Many tribal societies consider illness and disease to stem from spiritual disharmonies (Schultes and Hofmann 1992). The Bantu-speakers belief in the ancestral spirits power to heal or afflict, has a powerful placebo effect that the diviner utilises to heal. This is supported by the often-made statement by diviners that "one must believe in the medicines and the ancestors for them to work." Generally speaking, it appears that cross-culturally, people find healing in religion and spirituality.
The diviner s forte is that of being an operator of various forces governing human life. By using, myth, spirituality, psychology and drama the diviner can sometimes provide a cure. Hirst (1990) sees the diviner functioning as a bricoleur, which is a Jack-of-all-trades. "The diviner is certainly an entrepreneur who not only works with his hands but renders various services in return for cash." Hirst (1990: 156). He goes on to say that, "the diviner combines aspects of the healer, the social psychologist, priest and the social worker?" Hirst (1990:157).
It is not in the diviner s interests to unsuccessfully treat patients, because a healer s status and proficiency relies much on word of mouth advertising. Malpractice claims can spread fast among the healer/patient networks and can weed-out charlatans. However "diviners are not all of apiece and their skill and ability in treating various afflictions differs widely" (Hirst 1990:72).

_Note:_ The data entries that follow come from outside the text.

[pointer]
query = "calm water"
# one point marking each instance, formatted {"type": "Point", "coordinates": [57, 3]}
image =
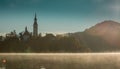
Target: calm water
{"type": "Point", "coordinates": [61, 61]}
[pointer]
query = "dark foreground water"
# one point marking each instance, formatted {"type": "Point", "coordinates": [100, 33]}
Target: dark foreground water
{"type": "Point", "coordinates": [61, 61]}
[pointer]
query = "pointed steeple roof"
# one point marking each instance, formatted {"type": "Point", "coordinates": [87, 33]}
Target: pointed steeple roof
{"type": "Point", "coordinates": [35, 19]}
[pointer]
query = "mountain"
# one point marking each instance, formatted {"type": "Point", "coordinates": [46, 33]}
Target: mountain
{"type": "Point", "coordinates": [103, 37]}
{"type": "Point", "coordinates": [107, 30]}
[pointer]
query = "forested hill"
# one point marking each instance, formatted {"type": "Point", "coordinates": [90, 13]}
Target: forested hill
{"type": "Point", "coordinates": [103, 37]}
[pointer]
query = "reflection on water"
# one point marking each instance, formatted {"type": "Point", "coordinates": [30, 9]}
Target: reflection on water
{"type": "Point", "coordinates": [60, 60]}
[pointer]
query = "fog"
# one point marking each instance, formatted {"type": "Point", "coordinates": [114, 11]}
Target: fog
{"type": "Point", "coordinates": [61, 60]}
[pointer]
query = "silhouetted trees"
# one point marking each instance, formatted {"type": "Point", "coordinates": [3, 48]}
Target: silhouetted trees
{"type": "Point", "coordinates": [48, 43]}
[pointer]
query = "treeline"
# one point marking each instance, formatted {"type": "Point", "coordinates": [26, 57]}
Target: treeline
{"type": "Point", "coordinates": [46, 44]}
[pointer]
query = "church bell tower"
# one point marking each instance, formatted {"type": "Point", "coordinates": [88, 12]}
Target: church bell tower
{"type": "Point", "coordinates": [35, 27]}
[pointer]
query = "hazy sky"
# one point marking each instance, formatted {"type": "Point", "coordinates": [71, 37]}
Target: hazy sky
{"type": "Point", "coordinates": [56, 16]}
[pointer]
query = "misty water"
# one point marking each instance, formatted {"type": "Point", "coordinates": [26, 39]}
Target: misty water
{"type": "Point", "coordinates": [61, 60]}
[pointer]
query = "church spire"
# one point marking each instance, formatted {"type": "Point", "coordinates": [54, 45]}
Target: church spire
{"type": "Point", "coordinates": [35, 19]}
{"type": "Point", "coordinates": [35, 26]}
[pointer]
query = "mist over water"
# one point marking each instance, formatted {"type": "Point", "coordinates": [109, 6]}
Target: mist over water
{"type": "Point", "coordinates": [61, 60]}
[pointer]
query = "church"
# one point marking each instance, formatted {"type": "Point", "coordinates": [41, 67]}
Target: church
{"type": "Point", "coordinates": [26, 35]}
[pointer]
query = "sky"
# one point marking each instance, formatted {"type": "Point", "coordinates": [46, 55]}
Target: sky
{"type": "Point", "coordinates": [56, 16]}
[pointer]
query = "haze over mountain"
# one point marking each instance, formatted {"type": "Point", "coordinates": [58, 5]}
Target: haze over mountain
{"type": "Point", "coordinates": [107, 30]}
{"type": "Point", "coordinates": [103, 37]}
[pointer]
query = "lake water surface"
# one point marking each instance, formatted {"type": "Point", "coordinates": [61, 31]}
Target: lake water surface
{"type": "Point", "coordinates": [60, 60]}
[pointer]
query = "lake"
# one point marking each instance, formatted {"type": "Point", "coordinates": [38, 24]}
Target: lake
{"type": "Point", "coordinates": [60, 60]}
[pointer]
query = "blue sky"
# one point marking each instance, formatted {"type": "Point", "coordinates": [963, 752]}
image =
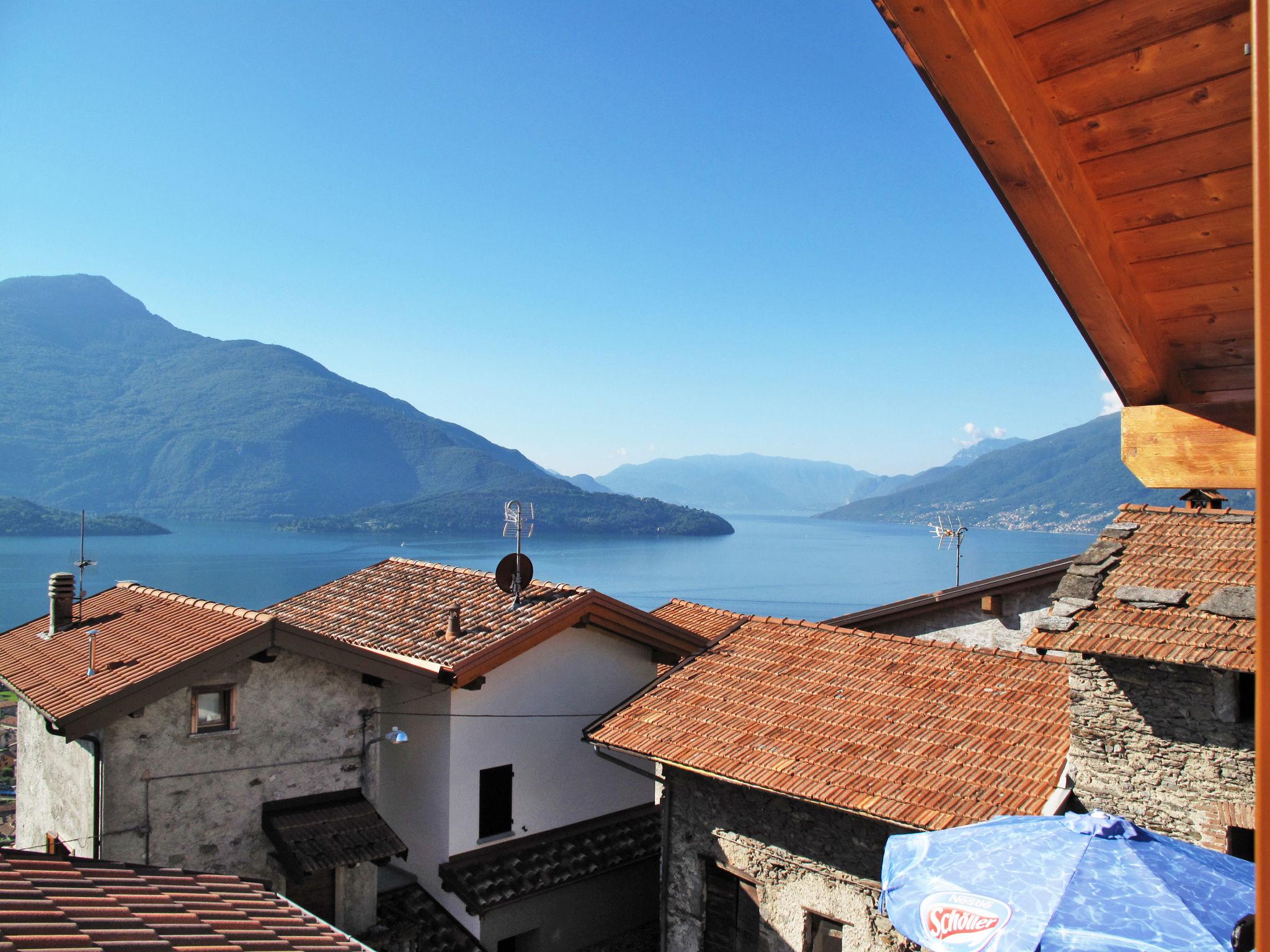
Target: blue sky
{"type": "Point", "coordinates": [595, 231]}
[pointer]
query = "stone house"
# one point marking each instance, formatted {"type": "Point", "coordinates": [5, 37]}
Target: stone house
{"type": "Point", "coordinates": [790, 751]}
{"type": "Point", "coordinates": [996, 612]}
{"type": "Point", "coordinates": [1158, 616]}
{"type": "Point", "coordinates": [163, 730]}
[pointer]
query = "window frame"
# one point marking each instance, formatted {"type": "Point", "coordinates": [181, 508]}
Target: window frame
{"type": "Point", "coordinates": [810, 919]}
{"type": "Point", "coordinates": [229, 696]}
{"type": "Point", "coordinates": [483, 833]}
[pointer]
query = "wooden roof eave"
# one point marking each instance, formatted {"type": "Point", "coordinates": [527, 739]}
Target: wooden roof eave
{"type": "Point", "coordinates": [968, 58]}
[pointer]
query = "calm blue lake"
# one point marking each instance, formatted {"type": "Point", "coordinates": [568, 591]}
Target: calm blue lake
{"type": "Point", "coordinates": [783, 565]}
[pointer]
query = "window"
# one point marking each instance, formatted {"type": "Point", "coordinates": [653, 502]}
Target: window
{"type": "Point", "coordinates": [54, 845]}
{"type": "Point", "coordinates": [1240, 842]}
{"type": "Point", "coordinates": [315, 892]}
{"type": "Point", "coordinates": [211, 708]}
{"type": "Point", "coordinates": [732, 912]}
{"type": "Point", "coordinates": [495, 801]}
{"type": "Point", "coordinates": [1246, 687]}
{"type": "Point", "coordinates": [824, 935]}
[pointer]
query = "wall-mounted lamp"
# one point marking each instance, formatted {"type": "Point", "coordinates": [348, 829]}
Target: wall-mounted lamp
{"type": "Point", "coordinates": [394, 736]}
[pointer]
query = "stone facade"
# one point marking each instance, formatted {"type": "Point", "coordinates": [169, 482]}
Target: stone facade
{"type": "Point", "coordinates": [171, 798]}
{"type": "Point", "coordinates": [968, 624]}
{"type": "Point", "coordinates": [804, 858]}
{"type": "Point", "coordinates": [1162, 746]}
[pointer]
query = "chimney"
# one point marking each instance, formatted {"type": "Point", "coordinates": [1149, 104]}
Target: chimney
{"type": "Point", "coordinates": [1203, 499]}
{"type": "Point", "coordinates": [61, 601]}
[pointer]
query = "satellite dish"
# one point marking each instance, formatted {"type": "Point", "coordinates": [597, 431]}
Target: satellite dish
{"type": "Point", "coordinates": [506, 571]}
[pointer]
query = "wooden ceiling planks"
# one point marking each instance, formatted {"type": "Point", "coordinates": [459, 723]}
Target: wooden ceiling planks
{"type": "Point", "coordinates": [1137, 135]}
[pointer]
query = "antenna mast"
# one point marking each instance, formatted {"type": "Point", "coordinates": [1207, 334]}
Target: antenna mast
{"type": "Point", "coordinates": [949, 537]}
{"type": "Point", "coordinates": [515, 521]}
{"type": "Point", "coordinates": [84, 563]}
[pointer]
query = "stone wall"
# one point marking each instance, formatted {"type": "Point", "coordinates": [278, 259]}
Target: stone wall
{"type": "Point", "coordinates": [193, 801]}
{"type": "Point", "coordinates": [803, 857]}
{"type": "Point", "coordinates": [968, 624]}
{"type": "Point", "coordinates": [1156, 743]}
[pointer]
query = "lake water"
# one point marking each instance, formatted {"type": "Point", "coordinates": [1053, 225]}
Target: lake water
{"type": "Point", "coordinates": [783, 565]}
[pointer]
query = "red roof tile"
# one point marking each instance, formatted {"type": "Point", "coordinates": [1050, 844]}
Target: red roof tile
{"type": "Point", "coordinates": [1197, 550]}
{"type": "Point", "coordinates": [401, 607]}
{"type": "Point", "coordinates": [87, 904]}
{"type": "Point", "coordinates": [920, 733]}
{"type": "Point", "coordinates": [141, 632]}
{"type": "Point", "coordinates": [705, 621]}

Traditional healers can accommodate different belief systems into their healing art, and thus have a syncretic approach to healing. They are therefore flexible in their methods of healing. They may agree with esoteric approaches or even a psychotherapeutic approach if necessary, and may make referrals to any number of different health care alternatives.
Diviners are by and large holistic healers who have the special ability to see deep into the human condition and a mystical connection with greater knowing. Diviners use this revelatory connection to guide people to live healthier and happier lives.